## Bijection

Let $$f\colon X \to Y$$ and $$g\colon Y \to X$$ be functions such that for every $$x \in X$$, $$(g \circ f)(x) = x$$ and for every $$y \in Y$$, $$(f \circ g)(y) = y$$. Prove that $$f$$ and $$g$$ are bijective (i.e. both injective and surjective).

• #### Hint

Try to show that if $$g \circ f$$ is injective, then $$f$$ is also injective, and also that if $$f \circ g$$ is surjective, then $$f$$ is also surjective.

• #### Solution

By contradiction, if $$f$$ is not injective, there exist $$x$$ and $$y$$, $$f(x)=f(y)$$, but then $$(g\circ f)(x)=(g\circ f)(y)$$, but this cannot equal $$x$$ and $$y$$ at the same time.

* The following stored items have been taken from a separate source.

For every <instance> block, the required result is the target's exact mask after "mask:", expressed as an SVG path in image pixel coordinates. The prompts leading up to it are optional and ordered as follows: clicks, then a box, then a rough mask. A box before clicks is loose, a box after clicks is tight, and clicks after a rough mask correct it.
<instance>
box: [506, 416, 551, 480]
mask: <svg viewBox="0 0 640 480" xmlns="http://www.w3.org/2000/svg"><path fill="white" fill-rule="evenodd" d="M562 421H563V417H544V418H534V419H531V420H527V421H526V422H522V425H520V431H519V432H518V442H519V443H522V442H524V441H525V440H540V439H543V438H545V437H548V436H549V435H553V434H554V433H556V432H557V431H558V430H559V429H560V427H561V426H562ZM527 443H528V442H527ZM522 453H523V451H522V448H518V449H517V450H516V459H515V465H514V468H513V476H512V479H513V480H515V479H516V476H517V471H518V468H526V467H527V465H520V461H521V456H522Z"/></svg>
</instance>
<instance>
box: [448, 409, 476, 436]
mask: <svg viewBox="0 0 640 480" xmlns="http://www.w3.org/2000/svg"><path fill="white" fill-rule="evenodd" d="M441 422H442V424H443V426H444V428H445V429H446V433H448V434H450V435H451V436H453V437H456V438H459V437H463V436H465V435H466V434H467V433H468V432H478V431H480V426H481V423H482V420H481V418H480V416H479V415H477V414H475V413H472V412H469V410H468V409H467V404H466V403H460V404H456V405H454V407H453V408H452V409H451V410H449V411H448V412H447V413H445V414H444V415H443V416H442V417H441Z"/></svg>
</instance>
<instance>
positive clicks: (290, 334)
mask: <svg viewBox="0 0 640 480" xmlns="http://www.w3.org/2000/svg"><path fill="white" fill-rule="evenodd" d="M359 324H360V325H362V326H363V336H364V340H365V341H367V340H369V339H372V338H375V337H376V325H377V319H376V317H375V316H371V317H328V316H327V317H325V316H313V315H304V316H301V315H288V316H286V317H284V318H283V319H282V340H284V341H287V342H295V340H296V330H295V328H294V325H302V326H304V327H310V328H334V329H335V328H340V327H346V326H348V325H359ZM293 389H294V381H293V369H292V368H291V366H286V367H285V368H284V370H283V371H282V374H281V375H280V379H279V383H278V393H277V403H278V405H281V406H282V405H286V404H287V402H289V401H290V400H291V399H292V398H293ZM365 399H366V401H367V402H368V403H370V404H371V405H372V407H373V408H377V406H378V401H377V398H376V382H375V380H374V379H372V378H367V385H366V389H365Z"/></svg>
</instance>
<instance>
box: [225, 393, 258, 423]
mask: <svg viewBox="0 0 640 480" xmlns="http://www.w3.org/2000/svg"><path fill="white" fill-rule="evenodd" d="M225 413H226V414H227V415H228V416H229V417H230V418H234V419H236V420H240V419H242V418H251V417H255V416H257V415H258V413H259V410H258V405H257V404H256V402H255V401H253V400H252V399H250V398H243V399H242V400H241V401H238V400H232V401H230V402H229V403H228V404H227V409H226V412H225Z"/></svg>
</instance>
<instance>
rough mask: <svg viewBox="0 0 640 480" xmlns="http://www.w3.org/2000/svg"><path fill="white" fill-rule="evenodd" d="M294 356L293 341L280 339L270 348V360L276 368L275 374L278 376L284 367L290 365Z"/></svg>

Similarly, if $$f$$ is not surjective, there exists $$y\in Y$$ which is not the image of any element in $$X$$, but then $$(f \circ g)(y)\ne y$$.

So $$f$$ is bijective.

We can show this for $$g$$ by the same argument, exchanging $$X$$ and $$Y$$ and the order of $$f$$ and $$g$$.

Note: If functions $$f$$ and $$g$$ fulfill the given conditions, then they must be inverse functions of each other.